The risk of increasing community transmission of Covid-19 in the EU/EEA and the UK in the coming weeks is moderate if mitigation measures are in place, and very high with insufficient mitigation measures, according to a new risk assessment from the European Centre for Disease Control and Prevention (ECDC).

Irish public health officials play close attention to ECDC in formulating their own recommended measures for the State.

According to the assessment, released today, the risk of severe disease associated with Covid-19 in the EU/EEA and UK is currently considered moderate for the general population and very high for populations with defined risk factors associated with elevated risk;

Overall, large increases in Covid-19 cases and deaths continue to be reported from the EU/EEA countries and the UK. In addition, in recent weeks, the European all-cause mortality monitoring system showed all-cause excess mortality above the expected rate in Belgium, France, Italy, Malta, Spain, Switzerland and the United Kingdom, mainly in the age group of 65 years and above.

Recently, in a few EU/EEA countries, the number of new cases and new deaths reported daily appears to have decreased slightly. However, many EU/EEA countries are currently only testing severe or hospitalised cases, therefore “these trends should be interpreted with caution”, according to the ECDC.

“Despite early evidence from Italy and Austria that the number of cases and deaths are declining, there is currently no indication at EU/EEA level that the peak of the epidemic has been reached,” it says.

According to the ECDC, the risk of health and social care system capacity in the EU/EEA and the UK being exceeded in the coming weeks is considered high with mitigation measures in place and very high if insufficient mitigation measures are in place.

In the current situation, it says, a strong focus should remain on comprehensive testing and surveillance strategies (including contact tracing), community measures (including physical distancing), strengthening of healthcare systems and informing the public and health community.

It also says the promotion of mental wellbeing among people living under physical distancing measures is necessary to ensure that populations have “the resilience to maintain adherence to these measures”.

 Based on the available evidence, it is currently “too early to start lifting all community and physical distancing measures” in the EU/EEA and the UK.

“Before considering the lifting of any measures, Member States should ensure enhanced population and hospital-based testing and surveillance systems are in place to inform and monitor escalation/de-escalation strategies and assess the epidemiological consequences.”

The ECDC says solidarity and coordination between Member States will remain essential in the de-escalation phase in order to increase the effect of measures taken and minimise the risk of infection ‘spilllover’ between countries if they de-escalate at different rates and in different ways.

ECDC Director Dr Andrea Ammon commented: “In the current situation, continuous spread of the virus can be expected.

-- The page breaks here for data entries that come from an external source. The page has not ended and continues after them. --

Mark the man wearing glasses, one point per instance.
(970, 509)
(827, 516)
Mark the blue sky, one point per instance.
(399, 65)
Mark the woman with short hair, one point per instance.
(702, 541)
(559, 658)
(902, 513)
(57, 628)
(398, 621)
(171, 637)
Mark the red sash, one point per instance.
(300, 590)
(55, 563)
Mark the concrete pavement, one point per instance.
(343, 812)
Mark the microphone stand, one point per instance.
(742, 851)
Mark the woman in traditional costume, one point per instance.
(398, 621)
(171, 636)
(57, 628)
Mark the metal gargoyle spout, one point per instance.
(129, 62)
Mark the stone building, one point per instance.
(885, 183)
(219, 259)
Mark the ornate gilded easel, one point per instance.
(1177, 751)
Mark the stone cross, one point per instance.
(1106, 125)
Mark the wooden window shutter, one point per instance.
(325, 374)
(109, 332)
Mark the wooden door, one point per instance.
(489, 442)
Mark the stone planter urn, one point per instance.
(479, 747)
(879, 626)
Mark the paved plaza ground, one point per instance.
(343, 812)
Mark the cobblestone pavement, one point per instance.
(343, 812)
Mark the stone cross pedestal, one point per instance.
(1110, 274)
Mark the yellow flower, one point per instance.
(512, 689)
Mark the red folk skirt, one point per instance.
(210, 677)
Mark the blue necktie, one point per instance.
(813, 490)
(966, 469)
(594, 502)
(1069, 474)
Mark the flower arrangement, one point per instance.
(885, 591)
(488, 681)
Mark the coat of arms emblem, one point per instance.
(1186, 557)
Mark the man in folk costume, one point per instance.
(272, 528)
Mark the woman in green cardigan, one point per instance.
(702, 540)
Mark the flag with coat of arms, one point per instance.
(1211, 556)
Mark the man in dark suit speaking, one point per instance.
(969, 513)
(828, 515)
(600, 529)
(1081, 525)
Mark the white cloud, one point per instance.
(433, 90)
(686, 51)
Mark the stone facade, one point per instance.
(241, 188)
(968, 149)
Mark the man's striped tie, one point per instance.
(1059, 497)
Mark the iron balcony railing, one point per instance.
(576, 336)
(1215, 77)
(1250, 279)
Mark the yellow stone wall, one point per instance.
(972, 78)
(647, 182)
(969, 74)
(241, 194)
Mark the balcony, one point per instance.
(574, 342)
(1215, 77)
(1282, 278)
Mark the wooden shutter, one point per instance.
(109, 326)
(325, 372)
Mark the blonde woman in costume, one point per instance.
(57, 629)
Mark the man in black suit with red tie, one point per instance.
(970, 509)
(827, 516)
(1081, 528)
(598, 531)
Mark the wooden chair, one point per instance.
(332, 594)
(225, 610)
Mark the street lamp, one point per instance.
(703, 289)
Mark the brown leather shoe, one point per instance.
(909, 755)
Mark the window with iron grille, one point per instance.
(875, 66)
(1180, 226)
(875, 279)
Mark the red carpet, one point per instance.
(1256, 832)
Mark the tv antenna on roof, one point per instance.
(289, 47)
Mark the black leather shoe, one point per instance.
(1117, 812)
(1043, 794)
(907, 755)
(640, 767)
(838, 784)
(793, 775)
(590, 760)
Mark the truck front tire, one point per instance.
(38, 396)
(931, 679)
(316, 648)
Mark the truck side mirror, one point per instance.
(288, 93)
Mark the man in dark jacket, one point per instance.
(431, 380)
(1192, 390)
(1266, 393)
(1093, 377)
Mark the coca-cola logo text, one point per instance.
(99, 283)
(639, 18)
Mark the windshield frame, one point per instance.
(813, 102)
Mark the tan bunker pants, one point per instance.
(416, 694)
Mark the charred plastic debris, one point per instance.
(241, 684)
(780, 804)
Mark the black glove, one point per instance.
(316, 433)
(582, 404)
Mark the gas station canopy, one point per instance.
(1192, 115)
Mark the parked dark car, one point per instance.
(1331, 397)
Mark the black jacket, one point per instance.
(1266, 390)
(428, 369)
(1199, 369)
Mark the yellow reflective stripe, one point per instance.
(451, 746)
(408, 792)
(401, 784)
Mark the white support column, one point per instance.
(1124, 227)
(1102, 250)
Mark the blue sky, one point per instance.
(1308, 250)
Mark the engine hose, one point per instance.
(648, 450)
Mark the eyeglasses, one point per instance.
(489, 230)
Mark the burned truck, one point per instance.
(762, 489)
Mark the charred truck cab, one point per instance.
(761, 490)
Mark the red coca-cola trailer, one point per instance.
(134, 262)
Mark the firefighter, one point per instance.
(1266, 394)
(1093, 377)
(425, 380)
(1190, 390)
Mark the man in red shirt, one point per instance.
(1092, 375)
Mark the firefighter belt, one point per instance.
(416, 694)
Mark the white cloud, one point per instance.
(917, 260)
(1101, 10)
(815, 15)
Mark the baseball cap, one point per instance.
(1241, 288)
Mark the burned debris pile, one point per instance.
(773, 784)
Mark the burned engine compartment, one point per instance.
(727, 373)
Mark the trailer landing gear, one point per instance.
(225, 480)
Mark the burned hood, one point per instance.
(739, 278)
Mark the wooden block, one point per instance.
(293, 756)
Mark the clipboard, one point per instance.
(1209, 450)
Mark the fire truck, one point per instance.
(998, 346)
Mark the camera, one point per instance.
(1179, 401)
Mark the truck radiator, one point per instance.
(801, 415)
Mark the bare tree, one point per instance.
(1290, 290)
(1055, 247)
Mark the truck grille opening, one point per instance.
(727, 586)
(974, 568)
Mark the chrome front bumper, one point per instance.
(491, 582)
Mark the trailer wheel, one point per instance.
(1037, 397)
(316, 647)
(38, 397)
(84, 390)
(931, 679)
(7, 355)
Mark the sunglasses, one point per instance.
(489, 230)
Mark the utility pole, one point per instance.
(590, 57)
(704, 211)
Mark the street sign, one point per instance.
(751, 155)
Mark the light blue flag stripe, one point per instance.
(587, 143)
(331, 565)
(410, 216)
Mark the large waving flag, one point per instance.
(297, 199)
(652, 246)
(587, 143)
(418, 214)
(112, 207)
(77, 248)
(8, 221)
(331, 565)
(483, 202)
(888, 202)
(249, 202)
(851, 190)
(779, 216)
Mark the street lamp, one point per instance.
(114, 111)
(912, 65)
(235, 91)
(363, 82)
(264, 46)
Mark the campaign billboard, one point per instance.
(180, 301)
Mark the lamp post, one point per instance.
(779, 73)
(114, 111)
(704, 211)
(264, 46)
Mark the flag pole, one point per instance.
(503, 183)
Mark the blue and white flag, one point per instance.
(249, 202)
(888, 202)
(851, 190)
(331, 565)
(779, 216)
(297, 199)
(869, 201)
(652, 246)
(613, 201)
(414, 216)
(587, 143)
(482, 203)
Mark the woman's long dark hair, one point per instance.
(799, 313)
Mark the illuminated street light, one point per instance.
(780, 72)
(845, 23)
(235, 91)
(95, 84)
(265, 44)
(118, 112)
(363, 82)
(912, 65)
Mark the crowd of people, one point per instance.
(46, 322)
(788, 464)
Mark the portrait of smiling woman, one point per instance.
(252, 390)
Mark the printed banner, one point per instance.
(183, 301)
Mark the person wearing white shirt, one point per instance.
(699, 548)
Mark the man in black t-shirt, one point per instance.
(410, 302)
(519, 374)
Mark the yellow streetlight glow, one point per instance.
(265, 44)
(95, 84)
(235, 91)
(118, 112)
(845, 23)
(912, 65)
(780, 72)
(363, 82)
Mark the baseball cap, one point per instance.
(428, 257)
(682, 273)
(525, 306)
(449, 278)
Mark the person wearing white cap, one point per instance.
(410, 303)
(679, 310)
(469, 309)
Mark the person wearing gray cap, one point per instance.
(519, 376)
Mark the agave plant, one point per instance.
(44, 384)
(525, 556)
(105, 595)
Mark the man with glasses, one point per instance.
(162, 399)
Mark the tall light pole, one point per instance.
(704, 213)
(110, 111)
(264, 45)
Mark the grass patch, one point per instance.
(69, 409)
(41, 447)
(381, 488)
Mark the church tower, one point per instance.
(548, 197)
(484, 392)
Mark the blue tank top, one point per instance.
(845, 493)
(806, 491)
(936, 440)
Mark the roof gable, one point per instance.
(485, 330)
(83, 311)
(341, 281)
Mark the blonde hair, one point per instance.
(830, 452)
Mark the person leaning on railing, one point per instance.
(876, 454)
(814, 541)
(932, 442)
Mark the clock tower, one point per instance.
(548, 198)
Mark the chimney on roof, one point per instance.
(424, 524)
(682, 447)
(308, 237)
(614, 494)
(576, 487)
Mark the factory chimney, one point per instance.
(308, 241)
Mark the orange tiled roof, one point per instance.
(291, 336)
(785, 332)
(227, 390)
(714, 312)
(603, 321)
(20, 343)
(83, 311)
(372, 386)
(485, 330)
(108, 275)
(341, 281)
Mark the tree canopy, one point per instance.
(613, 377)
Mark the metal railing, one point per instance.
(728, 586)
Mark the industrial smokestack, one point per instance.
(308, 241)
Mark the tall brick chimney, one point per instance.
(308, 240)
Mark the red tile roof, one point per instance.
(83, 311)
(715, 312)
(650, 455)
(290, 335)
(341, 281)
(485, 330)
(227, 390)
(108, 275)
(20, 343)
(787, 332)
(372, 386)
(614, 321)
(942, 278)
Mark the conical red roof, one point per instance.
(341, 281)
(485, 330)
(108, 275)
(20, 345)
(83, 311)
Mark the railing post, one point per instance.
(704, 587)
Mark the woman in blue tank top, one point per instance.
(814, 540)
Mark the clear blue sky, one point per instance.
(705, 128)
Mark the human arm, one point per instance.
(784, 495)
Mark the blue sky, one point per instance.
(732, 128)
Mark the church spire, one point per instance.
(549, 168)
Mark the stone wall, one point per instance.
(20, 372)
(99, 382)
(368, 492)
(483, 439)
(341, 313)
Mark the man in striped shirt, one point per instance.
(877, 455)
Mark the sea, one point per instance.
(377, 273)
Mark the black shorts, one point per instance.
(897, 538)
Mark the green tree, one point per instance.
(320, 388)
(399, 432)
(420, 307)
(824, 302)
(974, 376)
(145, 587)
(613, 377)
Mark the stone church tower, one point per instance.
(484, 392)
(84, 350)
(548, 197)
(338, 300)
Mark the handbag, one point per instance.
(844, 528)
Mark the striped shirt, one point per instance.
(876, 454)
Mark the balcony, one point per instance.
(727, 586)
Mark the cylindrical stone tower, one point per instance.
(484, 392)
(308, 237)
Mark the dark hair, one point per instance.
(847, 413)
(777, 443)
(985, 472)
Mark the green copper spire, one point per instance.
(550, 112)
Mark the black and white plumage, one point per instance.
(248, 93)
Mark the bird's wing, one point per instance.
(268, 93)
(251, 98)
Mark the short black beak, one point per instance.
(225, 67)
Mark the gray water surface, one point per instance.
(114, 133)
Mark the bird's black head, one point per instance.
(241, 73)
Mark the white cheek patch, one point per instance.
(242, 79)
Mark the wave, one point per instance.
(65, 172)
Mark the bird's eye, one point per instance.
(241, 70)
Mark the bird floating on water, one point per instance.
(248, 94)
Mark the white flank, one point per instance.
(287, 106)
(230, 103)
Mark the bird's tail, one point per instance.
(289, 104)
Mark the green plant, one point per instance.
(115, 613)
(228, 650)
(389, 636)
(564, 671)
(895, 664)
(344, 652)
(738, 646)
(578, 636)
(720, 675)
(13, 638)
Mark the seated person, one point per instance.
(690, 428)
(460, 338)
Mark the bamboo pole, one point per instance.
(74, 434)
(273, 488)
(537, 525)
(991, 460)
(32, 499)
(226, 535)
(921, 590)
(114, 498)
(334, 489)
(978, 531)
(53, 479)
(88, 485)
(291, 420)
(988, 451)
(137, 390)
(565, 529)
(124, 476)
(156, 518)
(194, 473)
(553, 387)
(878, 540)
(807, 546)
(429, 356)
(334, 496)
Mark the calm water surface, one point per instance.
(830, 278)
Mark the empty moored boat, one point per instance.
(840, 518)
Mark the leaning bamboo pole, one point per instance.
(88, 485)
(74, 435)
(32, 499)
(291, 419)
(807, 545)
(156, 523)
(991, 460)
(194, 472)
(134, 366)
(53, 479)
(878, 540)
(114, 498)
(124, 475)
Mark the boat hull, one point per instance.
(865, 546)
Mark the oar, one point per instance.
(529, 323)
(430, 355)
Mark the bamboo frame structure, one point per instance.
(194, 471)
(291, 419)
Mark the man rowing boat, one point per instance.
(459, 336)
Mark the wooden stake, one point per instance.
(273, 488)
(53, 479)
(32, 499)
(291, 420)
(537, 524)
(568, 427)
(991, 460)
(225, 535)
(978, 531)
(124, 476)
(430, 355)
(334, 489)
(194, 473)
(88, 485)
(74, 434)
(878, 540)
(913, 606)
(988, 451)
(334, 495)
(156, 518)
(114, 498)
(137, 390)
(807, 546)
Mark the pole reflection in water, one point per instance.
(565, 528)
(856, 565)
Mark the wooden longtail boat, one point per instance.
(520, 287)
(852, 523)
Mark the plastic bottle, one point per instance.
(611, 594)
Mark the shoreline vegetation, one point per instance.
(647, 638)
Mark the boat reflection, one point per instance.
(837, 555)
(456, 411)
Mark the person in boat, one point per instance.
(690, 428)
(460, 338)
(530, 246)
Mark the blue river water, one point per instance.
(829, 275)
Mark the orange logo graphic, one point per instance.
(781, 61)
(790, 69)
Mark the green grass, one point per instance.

It is still too early to suddenly lift all community and physical distancing measures in the EU/EEA and the UK, even though these stringent measures may be quite disruptive to society on an economic and social level.

“Solidarity and coordination between Member States will remain essential when considering the lifting of any measures. The risk of infection ‘spilllover’ between countries should be minimised.

“A strong focus should remain on comprehensive testing and surveillance strategies, community measures such as physical distancing, strengthening of healthcare systems and informing the public and health community.

“The promotion of mental wellbeing among people living under physical distancing measures is necessary to ensure that populations have the resilience to maintain adherence to these measures.”